Many fear that ultraconservative Islamists may use their new found powers to try to stifle freedom of expression.

CAIRO (The Blaze/AP) -- You may recall that back in June of 2011, The Blaze reported on a prominent Christian Egyptian media mogul who elicited widespread outrage by Islamists over tweeting cartoon images of Mickey and Minnie Mouse clad in Islamic-garb. In the tweet, Minnie donned a burqa while Mickey sported a traditional Islamic beard.

Now, that man faces trial on a charge of insulting Islam, lawyers said Monday, based on his relaying the cartoons on his Twitter account.

The case dates back to June, when Naguib Sawiris posted a cartoon showing a bearded Mickey Mouse and veiled Minnie. He made a public apology after Islamists complained, but his action set off a boycott of his telecom company and other outlets. He said it was supposed to be a joke and apologized, but lawyer Mamdouh Ismail filed a formal complaint against him.

After investigation, the prosecution set the trial for Jan. 14. Sawiris was not available for comment.

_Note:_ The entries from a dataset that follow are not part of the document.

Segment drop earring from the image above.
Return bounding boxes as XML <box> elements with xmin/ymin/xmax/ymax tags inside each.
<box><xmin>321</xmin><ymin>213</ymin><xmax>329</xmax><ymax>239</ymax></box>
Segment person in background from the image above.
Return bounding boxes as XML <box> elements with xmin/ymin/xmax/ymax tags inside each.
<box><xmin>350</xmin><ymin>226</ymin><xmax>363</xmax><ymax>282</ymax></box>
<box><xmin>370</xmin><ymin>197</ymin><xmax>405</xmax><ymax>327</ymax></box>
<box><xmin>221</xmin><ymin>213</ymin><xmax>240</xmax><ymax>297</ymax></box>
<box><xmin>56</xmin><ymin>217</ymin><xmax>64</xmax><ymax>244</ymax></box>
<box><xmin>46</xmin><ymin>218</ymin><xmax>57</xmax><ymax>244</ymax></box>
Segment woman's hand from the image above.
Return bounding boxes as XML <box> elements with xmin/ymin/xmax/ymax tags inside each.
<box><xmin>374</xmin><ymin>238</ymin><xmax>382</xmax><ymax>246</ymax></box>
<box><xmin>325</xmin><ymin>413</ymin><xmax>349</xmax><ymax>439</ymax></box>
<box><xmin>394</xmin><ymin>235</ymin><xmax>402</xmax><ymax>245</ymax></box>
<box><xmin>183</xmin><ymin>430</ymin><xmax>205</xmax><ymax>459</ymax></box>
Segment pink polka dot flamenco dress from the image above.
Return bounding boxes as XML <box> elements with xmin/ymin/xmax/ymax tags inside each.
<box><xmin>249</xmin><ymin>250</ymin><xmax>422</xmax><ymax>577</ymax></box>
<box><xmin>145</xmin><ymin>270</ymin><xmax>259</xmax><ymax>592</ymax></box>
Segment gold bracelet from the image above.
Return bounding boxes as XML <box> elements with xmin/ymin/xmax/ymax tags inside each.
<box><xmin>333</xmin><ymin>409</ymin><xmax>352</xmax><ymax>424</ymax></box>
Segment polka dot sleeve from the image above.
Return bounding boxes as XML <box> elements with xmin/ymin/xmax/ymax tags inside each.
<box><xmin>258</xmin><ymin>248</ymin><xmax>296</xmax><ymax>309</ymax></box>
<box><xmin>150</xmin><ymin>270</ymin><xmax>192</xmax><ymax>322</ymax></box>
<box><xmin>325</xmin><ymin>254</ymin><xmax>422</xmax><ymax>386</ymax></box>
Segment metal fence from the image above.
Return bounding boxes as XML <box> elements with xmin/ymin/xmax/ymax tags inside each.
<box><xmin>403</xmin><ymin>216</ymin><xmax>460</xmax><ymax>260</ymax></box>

The case is linked to developments in Egypt after the ousting of President Hosni Mubarak last February. Sawiris and Ismail belong to competing political parties, and sectarian violence between Christians and Islamists has been on the upswing. In Egypt's parliamentary elections, Islamist parties have won a large majority, leaving liberals far behind.

Sawiris co-founded a liberal party, and Ismail heads a party representing ultraconservative Salafi Muslims.

The case has added to fears among many that ultraconservative Islamists may use their new found powers to try to stifle freedom of expression.

Ismail countered that, saying he took legal action against Sawiris because he wants the law to be respected by all, even a famous businessman and politician, in the post-Mubarak era

"The revolution came about because we all are seeking the rule of law without any exceptions," he said. The charge is punishable by up to one year in prison.

Rights lawyer Gamal Eid said the contempt of religion law, in place even before Mubarak came to power, has been used against scholars and activists whose comments about Islam angered conservatives.

He warned that the wording of the law is vague, and it can become a tool in the hands of prosecutors to punish opponents and appease authorities.

"Contempt of religion is a very vague term, and the prosecution has taken the radical interpretation," he said, "raising questions of whether this is a legal or a political matter."

Last week, a Coptic Christian student was arrested and referred to trial for posting a drawing of the Prophet Muhammad on Facebook. That triggered two days of violence in southern Egypt.

Muslims generally oppose any depiction of the prophet, even favorable ones, for fear it could lead to idolatry. This drawing showed four women asking for the prophet's hand in marriage.